We're still looking for Wally

Where's Wally?, we asked ourselves many years ago when faced with the dilemma of the page full of tiny figures in different attitudes.

Thomas Osborne
Thomas Osborne
11 September 2022 Sunday 20:47
13 Reads
We're still looking for Wally

Where's Wally?, we asked ourselves many years ago when faced with the dilemma of the page full of tiny figures in different attitudes. Martin Handford gave this generic title to a collection of children's books where he invited us on an adventure to find a protagonist, Wally, dressed in blue trousers, red and white striped shirt. We had to rescue the individual from the crowd, to differentiate him in the midst of chaos. Sometimes it wasn't easy at all.

Perhaps Wally's success consisted in having made a metaphor for today's world, where it is so complicated to distinguish what is named and known from what is anonymous, only a small part of the mass that makes everything homogeneous.

It would be interesting, using Handford, to make a collection of books entitled: Where is the reader? Imagine the page of a large format book full of figures and objects. Each one should be related to characters who talk on the mobile phone, send watsaps, watch series on a tablet, play computer games... and a long list of virtual or technological experiences.

In any corner, there would be a character with his face buried in the pages of a book. A simple reader of a vulgar paper book, of those that accompany us from the bedside table or the bottom of the bag, that smell of ink, in which we can underline sentences that reach our hearts, or lose there are bus tickets, cinema tickets or rose petals. Books that we fill with sand when we read them on the beach, or that we keep like a treasure, determined to re-read them because they have moved us and are part of our lives.

With these books in our hands, we transform into Bastian, the protagonist of Ende's endless story: that insecure boy, victim of bullying at school, whom the magic of literature transformed into a true hero.

Let's imagine an invented version of Where is the reader? We rush through the pages with a curious, eager look. It is very difficult to find the character you read among those who follow series, play galactic battles, create avatars or record voice messages. The technological multitude dilutes the individual book reader, who resists disappearing and takes his place, stubbornly, on the page. It is the reader who survives, who refuses to disappear. It is all of us, determined not to abandon stories, convinced of the truth of Gianni Rodari's words: “I believe that stories, old and new, can help educate the mind. The fairy tale is the place of all hypotheses”.

The return to the world after the pandemic has been progressive, but also strange. Seeing the theaters with audiences again, the cinemas occupied by spectators, the packed conference rooms and the presentations of a book with a reading public still amazes me. It's funny how situations that we took for granted, obvious and unimportant come to surprise us, but it turns out they weren't.

Technologies are devouring us, but maybe we only think so. They can be new languages ​​to explain the same thing as always: e-mails are today's letters, those that were written by measuring words, watsaps are modern telegrams, series are the new popular narrative, audiobooks they replace the voices of the old storytellers, who modulated the tone so that a circle of attentive faces followed the adventures they told. Irene Vallejo already says it: "The future always moves forward by looking back at the past". Fortunately, I would add.
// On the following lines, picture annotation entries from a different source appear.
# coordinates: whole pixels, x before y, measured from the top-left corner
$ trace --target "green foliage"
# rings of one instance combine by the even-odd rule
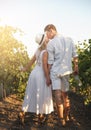
[[[79,54],[79,77],[82,82],[82,86],[77,89],[77,93],[80,93],[84,97],[85,104],[91,102],[91,39],[89,42],[84,40],[83,43],[78,42],[78,54]]]
[[[14,37],[18,31],[11,26],[0,27],[0,84],[10,91],[17,91],[21,79],[19,66],[29,60],[26,47]],[[26,82],[27,75],[22,79]]]

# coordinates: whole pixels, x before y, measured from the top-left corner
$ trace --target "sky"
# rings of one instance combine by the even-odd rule
[[[29,56],[37,48],[35,36],[47,24],[75,43],[91,39],[91,0],[0,0],[0,26],[20,28],[17,38],[27,47]]]

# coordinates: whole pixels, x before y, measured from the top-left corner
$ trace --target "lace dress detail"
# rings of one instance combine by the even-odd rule
[[[46,85],[42,66],[43,51],[36,52],[36,65],[29,75],[22,110],[36,114],[49,114],[53,108],[51,86]]]

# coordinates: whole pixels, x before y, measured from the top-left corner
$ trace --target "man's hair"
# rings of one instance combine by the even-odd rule
[[[50,29],[57,31],[56,27],[53,24],[48,24],[47,26],[45,26],[44,32],[49,31]]]

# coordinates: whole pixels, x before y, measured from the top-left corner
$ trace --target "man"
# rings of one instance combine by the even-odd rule
[[[72,71],[72,58],[74,72],[78,73],[78,55],[71,38],[59,36],[53,24],[44,28],[44,32],[50,39],[47,45],[48,68],[52,81],[52,89],[55,96],[59,121],[65,126],[69,120],[69,76]]]

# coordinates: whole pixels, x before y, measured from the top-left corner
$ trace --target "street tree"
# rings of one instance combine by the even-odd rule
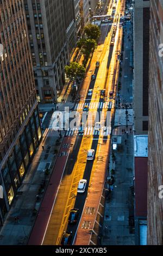
[[[85,66],[97,46],[97,44],[95,39],[82,39],[78,42],[78,47],[80,48],[81,52],[84,56],[83,64]]]
[[[69,66],[65,68],[67,76],[71,80],[77,79],[78,77],[83,78],[85,74],[85,68],[83,65],[80,65],[77,62],[70,62]]]
[[[99,27],[92,24],[89,24],[85,27],[84,33],[87,38],[90,39],[94,39],[96,41],[98,41],[101,35],[101,31]]]

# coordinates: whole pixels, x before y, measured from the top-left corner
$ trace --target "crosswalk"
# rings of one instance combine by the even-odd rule
[[[83,109],[85,106],[88,106],[91,109],[107,108],[108,102],[89,102],[89,103],[78,103],[74,106],[74,110]]]
[[[64,124],[66,122],[69,123],[70,112],[56,111],[53,113],[48,125],[49,129],[57,130],[63,130]],[[59,116],[59,118],[58,117]]]
[[[72,129],[69,129],[66,132],[66,136],[73,136],[78,135],[78,129],[74,127]],[[111,127],[103,127],[100,130],[96,130],[93,127],[86,127],[83,133],[79,133],[79,136],[88,135],[100,135],[102,136],[108,136],[111,133]]]
[[[129,108],[128,111],[128,125],[133,125],[133,109]],[[126,109],[116,109],[115,113],[114,125],[127,125],[127,114]]]
[[[101,26],[112,26],[112,25],[114,25],[114,23],[112,22],[104,22],[104,23],[101,23]],[[119,23],[120,25],[123,25],[123,22],[120,22]]]

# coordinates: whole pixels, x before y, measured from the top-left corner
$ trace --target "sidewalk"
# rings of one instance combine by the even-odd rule
[[[69,107],[70,110],[71,110],[74,107],[75,103],[72,103],[70,102],[66,102],[66,103],[58,103],[56,104],[56,108],[58,107],[58,110],[59,111],[64,111],[66,107]],[[53,103],[45,103],[45,104],[39,104],[39,111],[40,112],[54,112],[57,111],[58,109],[55,109],[55,105]]]
[[[122,145],[116,153],[115,182],[113,191],[108,193],[105,200],[102,245],[134,245],[135,235],[130,233],[131,187],[133,180],[133,134],[122,134],[118,127],[113,135],[122,136]],[[129,131],[130,127],[128,127]],[[127,145],[125,145],[127,139]],[[112,167],[110,159],[110,175]],[[109,189],[109,185],[108,189]]]
[[[42,141],[1,230],[0,245],[27,243],[64,138],[62,136],[59,139],[57,135],[48,130],[45,131]],[[48,175],[45,174],[46,168],[49,169]],[[19,217],[18,221],[15,220],[15,216]]]
[[[130,29],[131,28],[131,29]],[[126,29],[126,31],[125,30]],[[124,28],[124,51],[121,82],[120,108],[122,104],[128,104],[132,107],[133,101],[133,70],[130,68],[130,52],[132,51],[131,40],[132,30],[130,22],[126,22]],[[129,36],[129,35],[130,35]],[[129,37],[128,37],[129,36]],[[129,40],[130,39],[130,40]],[[116,108],[119,108],[118,97]],[[131,103],[130,105],[129,103]],[[109,192],[107,184],[105,215],[103,223],[103,245],[134,245],[135,235],[131,234],[129,225],[130,217],[133,213],[133,197],[131,187],[133,185],[134,141],[132,126],[119,126],[113,130],[113,136],[120,136],[122,143],[118,151],[114,151],[115,160],[112,161],[110,154],[109,175],[114,176],[113,185],[110,185],[112,191]],[[122,130],[128,131],[126,134]],[[113,169],[115,172],[111,173]]]

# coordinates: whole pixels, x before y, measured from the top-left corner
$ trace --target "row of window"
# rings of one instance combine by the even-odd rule
[[[25,7],[25,10],[26,11],[27,11],[28,10],[28,4],[24,4],[24,7]],[[36,9],[37,10],[40,10],[41,9],[41,6],[40,6],[40,3],[37,3],[36,4],[36,5],[35,4],[32,4],[32,7],[33,7],[33,10],[36,10]]]
[[[36,109],[2,170],[9,204],[16,194],[42,136]]]
[[[22,8],[22,1],[21,0],[15,1],[14,5],[12,4],[11,8],[4,10],[4,11],[1,11],[1,23],[4,22],[8,20],[12,15],[14,15],[20,9]]]

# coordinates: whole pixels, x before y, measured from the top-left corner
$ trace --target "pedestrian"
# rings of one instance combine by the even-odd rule
[[[17,222],[19,223],[19,217],[17,216]]]

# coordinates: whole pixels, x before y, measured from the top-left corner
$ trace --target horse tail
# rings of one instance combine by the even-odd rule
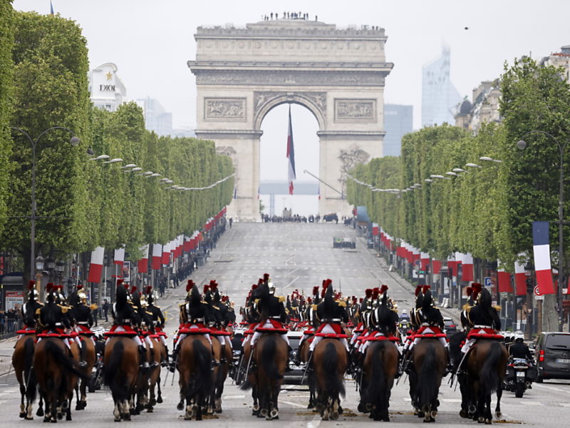
[[[384,376],[384,351],[385,344],[384,340],[376,342],[373,347],[368,350],[372,351],[371,366],[372,374],[366,390],[367,402],[377,403],[380,401],[382,394],[385,391],[385,377]]]
[[[76,367],[75,361],[70,358],[63,352],[60,347],[58,347],[54,342],[48,340],[46,343],[45,350],[46,354],[51,354],[51,356],[55,361],[59,363],[63,370],[75,374],[81,379],[88,379],[88,376],[81,372]]]
[[[500,379],[497,374],[497,363],[502,354],[501,344],[497,342],[491,343],[489,348],[489,354],[481,367],[480,379],[483,387],[483,392],[486,395],[490,395],[499,389]]]
[[[33,337],[28,337],[24,342],[24,382],[26,384],[26,397],[30,402],[36,399],[36,372],[33,370],[33,352],[36,343]]]
[[[262,367],[264,368],[267,377],[273,380],[283,379],[283,374],[279,373],[277,370],[277,365],[275,364],[275,353],[276,350],[276,337],[273,335],[269,335],[263,342],[261,361],[259,365],[260,367]]]
[[[113,347],[109,362],[103,370],[105,384],[110,389],[115,401],[123,401],[129,397],[129,388],[125,384],[126,378],[120,370],[124,353],[124,344],[120,340],[117,341]]]
[[[345,395],[342,376],[339,377],[337,373],[338,365],[338,354],[336,352],[336,347],[333,343],[329,342],[326,344],[323,355],[323,371],[326,373],[325,384],[328,395],[331,397],[335,397],[337,394],[341,397]]]
[[[420,382],[418,383],[418,398],[419,399],[420,407],[429,405],[433,399],[437,397],[437,367],[435,349],[434,345],[430,343],[425,348],[423,362],[418,371],[418,377],[421,377],[422,379]]]
[[[192,342],[192,353],[194,354],[194,365],[195,371],[192,382],[187,385],[186,396],[192,397],[196,394],[205,391],[208,387],[208,381],[211,380],[209,350],[200,340]],[[219,370],[221,372],[222,370]]]

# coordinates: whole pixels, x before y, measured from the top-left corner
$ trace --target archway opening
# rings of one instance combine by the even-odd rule
[[[259,200],[264,214],[270,216],[283,215],[284,208],[291,210],[293,215],[316,215],[318,213],[318,181],[304,171],[318,176],[318,123],[307,108],[291,104],[296,180],[294,193],[289,195],[284,185],[288,180],[289,108],[289,103],[280,104],[271,108],[261,121]]]

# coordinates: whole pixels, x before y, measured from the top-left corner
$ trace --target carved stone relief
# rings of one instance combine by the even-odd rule
[[[375,122],[376,100],[334,100],[335,122]]]
[[[341,150],[338,158],[341,160],[341,178],[338,181],[344,188],[346,173],[357,165],[366,163],[370,159],[370,155],[361,148]]]
[[[245,121],[244,98],[204,98],[204,119],[206,121]]]

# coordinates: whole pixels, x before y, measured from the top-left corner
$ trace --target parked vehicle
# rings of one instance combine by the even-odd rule
[[[534,361],[526,358],[509,358],[504,377],[504,389],[514,392],[514,396],[520,398],[537,379],[537,373]]]
[[[534,355],[537,382],[545,379],[570,379],[570,333],[540,333],[534,345]]]

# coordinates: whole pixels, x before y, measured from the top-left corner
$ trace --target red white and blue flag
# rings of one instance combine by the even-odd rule
[[[549,222],[532,222],[532,250],[534,253],[534,270],[539,295],[554,294],[552,270],[550,266],[550,239]]]
[[[287,131],[287,159],[289,159],[288,181],[289,195],[293,195],[293,180],[297,179],[295,173],[295,150],[293,148],[293,126],[291,123],[291,104],[289,104],[289,126]]]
I have started reading Neandertales, la vida, el amor, la muerte y el arte de nuestros primos lejanos by Rebecca Wragg Sykes. Based on her research on the Paleolithic, the author claims aspects such as technological creativity. It refers to his intelligence, and to the curiosity that is at the origin of all great human advances. So, the man of the present shares DNA with his very distant relatives. In the same way, in our future evolutions, it is likely that we will not cease to be the perpetual explorers looking for the special, different figure of Wally. Or the eternally reading character, who smells the ink of books with pleasure.